– Dzisiejsze wyniki pokazują nowy trend – skomentował Adam Niedzielski ostatnie liczby dotyczące zakażeń koronawirusem w Polsce. Minister zdrowia przestrzegł przez możliwym powrotem obostrzeń.
W mediach od blisko 20 lat, w naTemat pracuję od 2016 roku jako dziennikarz i wydawca
Przypomnijmy, że w poniedziałkowym raporcie poinformowano o 2 543 nowych zakażeniach koronawirusem i 25 ofiarach śmiertelnych covid-19. Jednak, jak pokazuje wiele poprzednich tygodni, poniedziałkowe dane są z reguły najniższe z całego tygodnia.
– Znajdujemy się w takiej sytuacji, że odwraca się trend. Z dotychczasowej sytuacji, kiedy mieliśmy do czynienia ze stale malejącą liczbą przypadków, mamy pierwszy tydzień, czy pierwsze dni, kiedy ta tendencja się odwraca. I mamy systematycznie, porównując się z dniami tygodnia w poprzednich tygodniach systematyczne wzrosty – mówił Adam Niedzielski w poniedziałek.
– Jest to pierwszy tydzień od wielu tygodni, że zwiększa się liczba przypadków zakażenia koronawirusem – dodał Niedzielski.
Jak ocenił, w Polsce istnieje ryzyko przyspieszenia procesów pandemicznych. – Widzimy to też na poziomie wskaźnika R – dodał. Wyjaśnił, że w Polsce znajduje się on na poziomie 1. Jeśli kształtowałby się powyżej, oznaczałoby to, że jeden chory zakaża więcej niż jedną osobę.
Niedzielski odniósł się także do wydarzeń z Zakopanego, szeroko komentowanych w mediach.
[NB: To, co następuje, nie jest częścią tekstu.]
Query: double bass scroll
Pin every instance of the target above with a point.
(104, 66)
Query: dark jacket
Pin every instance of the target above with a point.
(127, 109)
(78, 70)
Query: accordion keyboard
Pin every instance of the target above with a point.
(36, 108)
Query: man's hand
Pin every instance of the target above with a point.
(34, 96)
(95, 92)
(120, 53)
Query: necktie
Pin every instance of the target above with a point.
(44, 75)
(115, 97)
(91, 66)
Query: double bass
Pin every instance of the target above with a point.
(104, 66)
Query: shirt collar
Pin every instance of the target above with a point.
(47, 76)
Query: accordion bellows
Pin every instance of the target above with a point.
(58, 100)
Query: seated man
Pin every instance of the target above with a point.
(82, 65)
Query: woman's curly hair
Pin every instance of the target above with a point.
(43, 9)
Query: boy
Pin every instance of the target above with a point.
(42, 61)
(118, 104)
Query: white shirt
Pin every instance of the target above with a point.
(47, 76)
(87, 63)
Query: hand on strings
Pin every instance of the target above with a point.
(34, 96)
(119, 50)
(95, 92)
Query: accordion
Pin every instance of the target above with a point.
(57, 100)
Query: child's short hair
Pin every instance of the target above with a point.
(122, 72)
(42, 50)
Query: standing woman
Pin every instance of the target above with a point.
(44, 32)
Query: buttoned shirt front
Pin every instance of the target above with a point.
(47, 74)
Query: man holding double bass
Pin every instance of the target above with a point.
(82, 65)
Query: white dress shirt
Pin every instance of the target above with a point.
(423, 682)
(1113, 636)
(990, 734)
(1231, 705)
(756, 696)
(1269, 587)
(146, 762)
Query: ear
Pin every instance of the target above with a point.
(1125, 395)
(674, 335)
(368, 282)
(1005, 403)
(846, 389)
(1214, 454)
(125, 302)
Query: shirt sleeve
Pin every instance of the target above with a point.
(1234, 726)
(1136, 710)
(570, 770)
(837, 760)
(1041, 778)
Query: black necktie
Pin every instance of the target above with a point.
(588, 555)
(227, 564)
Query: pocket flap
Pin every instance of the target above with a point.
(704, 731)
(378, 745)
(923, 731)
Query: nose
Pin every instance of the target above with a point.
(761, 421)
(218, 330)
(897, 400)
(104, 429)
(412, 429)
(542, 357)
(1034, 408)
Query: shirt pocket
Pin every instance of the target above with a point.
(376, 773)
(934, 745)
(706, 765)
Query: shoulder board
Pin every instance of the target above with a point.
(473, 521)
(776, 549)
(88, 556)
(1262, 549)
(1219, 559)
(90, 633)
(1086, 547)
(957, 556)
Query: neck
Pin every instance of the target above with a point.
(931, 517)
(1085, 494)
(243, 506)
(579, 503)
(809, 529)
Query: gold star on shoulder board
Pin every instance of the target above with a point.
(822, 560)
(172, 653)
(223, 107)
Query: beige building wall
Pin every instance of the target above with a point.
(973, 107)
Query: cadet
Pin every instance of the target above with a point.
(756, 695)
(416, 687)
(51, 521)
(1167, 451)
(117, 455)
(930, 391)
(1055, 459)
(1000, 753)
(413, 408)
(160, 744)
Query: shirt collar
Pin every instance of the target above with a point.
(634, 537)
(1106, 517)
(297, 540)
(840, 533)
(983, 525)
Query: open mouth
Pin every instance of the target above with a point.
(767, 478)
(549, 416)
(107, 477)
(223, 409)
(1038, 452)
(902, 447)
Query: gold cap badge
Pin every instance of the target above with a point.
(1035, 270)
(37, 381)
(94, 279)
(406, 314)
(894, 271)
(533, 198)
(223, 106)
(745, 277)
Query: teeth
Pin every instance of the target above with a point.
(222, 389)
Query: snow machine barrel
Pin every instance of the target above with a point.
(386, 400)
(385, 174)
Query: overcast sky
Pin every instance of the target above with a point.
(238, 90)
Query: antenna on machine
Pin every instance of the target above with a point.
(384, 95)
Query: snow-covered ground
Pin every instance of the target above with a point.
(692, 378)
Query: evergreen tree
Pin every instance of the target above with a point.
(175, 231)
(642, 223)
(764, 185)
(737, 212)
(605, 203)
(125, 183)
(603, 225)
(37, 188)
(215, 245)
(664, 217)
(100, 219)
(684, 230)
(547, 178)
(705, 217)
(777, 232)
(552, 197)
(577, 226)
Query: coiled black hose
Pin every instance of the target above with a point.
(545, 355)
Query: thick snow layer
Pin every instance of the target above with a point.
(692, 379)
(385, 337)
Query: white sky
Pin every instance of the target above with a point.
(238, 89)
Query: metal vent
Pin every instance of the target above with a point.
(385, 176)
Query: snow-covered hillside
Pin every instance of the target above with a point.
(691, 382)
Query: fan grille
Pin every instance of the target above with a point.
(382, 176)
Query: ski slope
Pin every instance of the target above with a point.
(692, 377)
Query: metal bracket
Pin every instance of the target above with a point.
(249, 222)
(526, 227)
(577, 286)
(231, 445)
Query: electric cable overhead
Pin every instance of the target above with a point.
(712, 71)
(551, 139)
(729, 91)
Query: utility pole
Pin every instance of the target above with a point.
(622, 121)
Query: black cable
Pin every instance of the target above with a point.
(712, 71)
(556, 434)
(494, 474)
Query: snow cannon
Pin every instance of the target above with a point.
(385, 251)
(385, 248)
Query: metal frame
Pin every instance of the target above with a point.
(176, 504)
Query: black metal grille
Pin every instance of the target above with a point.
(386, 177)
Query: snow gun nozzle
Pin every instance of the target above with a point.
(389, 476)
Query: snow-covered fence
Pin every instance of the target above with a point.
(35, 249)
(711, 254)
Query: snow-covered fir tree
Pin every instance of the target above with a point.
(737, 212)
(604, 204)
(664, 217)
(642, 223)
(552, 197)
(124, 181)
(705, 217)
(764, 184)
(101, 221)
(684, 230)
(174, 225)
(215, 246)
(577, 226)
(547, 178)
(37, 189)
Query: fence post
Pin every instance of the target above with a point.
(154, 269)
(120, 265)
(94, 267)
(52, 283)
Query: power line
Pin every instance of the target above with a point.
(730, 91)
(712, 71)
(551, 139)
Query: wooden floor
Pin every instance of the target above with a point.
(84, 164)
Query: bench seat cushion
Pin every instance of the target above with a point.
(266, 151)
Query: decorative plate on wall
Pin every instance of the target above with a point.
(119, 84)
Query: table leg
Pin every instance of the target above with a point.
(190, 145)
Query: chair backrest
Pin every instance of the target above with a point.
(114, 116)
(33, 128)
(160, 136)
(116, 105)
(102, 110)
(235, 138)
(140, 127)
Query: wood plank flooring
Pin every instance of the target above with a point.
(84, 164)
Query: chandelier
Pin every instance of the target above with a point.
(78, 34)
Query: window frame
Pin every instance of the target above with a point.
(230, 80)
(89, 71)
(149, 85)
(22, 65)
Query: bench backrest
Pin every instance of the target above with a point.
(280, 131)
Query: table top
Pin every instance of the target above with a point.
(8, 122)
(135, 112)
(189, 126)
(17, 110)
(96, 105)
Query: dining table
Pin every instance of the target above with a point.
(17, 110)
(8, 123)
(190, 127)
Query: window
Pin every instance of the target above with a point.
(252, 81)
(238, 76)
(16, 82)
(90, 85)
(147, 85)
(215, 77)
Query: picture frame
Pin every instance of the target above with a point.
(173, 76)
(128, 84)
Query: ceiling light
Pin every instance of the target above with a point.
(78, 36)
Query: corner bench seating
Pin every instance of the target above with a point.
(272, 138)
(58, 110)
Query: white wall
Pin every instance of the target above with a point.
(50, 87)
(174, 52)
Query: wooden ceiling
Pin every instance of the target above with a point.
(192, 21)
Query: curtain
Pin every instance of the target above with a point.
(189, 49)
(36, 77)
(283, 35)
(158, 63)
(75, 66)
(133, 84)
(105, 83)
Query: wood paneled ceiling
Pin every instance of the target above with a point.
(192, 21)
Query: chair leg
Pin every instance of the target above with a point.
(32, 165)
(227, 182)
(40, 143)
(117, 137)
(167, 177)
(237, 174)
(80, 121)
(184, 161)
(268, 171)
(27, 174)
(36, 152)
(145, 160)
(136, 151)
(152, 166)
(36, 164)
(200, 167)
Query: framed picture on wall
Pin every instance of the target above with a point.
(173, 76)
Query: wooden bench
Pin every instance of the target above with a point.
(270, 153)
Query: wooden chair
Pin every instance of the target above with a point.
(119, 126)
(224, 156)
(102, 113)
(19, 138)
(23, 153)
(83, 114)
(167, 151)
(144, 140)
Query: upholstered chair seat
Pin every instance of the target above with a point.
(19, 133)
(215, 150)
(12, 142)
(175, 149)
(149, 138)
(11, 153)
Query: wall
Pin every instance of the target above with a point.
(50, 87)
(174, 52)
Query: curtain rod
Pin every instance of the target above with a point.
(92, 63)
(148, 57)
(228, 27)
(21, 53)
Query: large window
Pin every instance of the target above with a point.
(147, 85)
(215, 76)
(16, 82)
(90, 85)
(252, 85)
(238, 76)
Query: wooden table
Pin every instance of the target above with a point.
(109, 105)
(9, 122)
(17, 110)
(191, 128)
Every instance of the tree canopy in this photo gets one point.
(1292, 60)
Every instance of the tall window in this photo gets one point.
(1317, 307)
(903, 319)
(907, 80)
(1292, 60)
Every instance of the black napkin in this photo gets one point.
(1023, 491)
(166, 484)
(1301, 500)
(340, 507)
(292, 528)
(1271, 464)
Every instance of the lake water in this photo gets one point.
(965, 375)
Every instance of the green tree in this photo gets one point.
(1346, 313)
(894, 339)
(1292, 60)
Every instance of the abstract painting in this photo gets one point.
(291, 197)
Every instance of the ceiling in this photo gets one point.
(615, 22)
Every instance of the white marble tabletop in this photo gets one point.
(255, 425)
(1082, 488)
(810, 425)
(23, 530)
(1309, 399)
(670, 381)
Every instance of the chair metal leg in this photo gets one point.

W zimowej stolicy Polski widzieliśmy tłumy turystów, którzy zdawali się nie zważać na obostrzenia. – Przez weekend widzieliśmy obrazki, które nawet trudno komentować – ocenił.
– Każdy z nas, co widział zdjęcia czy filmiki, chyba łapał się za głowę przestraszony, jakie mogą być konsekwencje – zaznaczył Niedzielski.
Mówiąc o Zakopanem Niedzielski przywołał obrazki sprzed roku podczas meczu Atalanty Bergamo z Valencią w Lidze Mistrzów. – Nie chciałbym, żeby nasze Krupówki były przyczyną wybuchu trzeciej fali pandemii – zaapelował. I przestrzegł, że w dłuższej perspektywie takie zachowania jak z Zakopanego mogą doprowadzić do zaostrzenia obostrzeń.